In many applications, and particularly in electronic circuit testing, there is a need to control current flow through a load so that the current can be turned on and off at very high speeds. Such current switching has traditionally been accomplished by using specially selected transistors, SCRs, or other circuit elements. However, these components are limited in their speed of switching, their current capability, and their input/output impedance characteristics. Prior art systems tend to be optimized for either a high switching speed or continuous operation stability in the conductive (on) state, but not both. Prior art switching techniques that have been optimized for high speed switching suffer from poor reliability when used in continuous duty situations because the components tend to overheat and fail. Conversely, prior art switching techniques that have been optimized for stable "on" operation suffer from degraded switching characteristics.

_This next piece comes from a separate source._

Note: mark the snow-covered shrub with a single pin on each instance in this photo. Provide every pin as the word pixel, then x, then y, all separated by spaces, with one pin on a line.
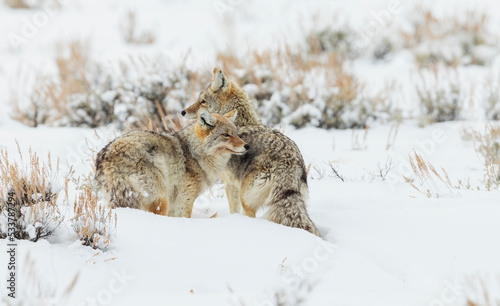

The foregoing shortcomings are particularly evident in prior art circuits designed to test F16 Low Noise Assemblies. To effectively test such circuits, the high speed switching (approximately 3nS.) of high level currents (70-80mA) into a low impedance ground referenced load is necessary, while maintaining a high input impedance (15,000 to 24,000 ohms) and a low output impedance (12-50 ohms). Continuous duty capability is necessary, as well as the ability to withstand short circuit load conditions. Prior art testing circuits attempted to meet this criteria by means of a transistor operated constant current source that was also a switching transistor. The power transistor in the constant current source/switch regulated the current output when the 70-80 milliamperes current was being conducted through the Low Noise Assembly. While such prior art testing circuits were able to switch currents of this magnitude at moderately high speeds, this could only be accomplished by hand selection of the resistors and other components to adjust the output current level of the circuit. Additionally, the thermal stresses to which the switching transistor was subjected as a result of the continuous operation of the testing circuit created instabilities in its switching characteristics which, in the short run, affected its reliability and in the long run necessitated its replacement, along with the replacement of the surrounding precision resistors. These same thermal stresses that adversely affected the reliability of the transistor also caused undesired variations in the output current level conducted to the load. While the Low Noise Assemblies could be successfully tested by these prior art testing circuits despite the instabilities caused by the thermal stresses on the current control and switching transistor, the resulting inconsistencies in the switching characteristics and current level necessitated programmed delays, calibrations and corresponding adjustments to the test results to compensate for inaccuracies. Accordingly, there is a need for a high speed current switch which can switch currents on the order of 70 to 80 milliAmperes within 3 nanoseconds into a low-impedance ground referenced load of 0-50 Ohms while maintaining a relatively high input impedance of 15 to 24 kiloOhms and low output impedance of 12 to 50 Ohms with continuous duty capability even under short circuit load conditions.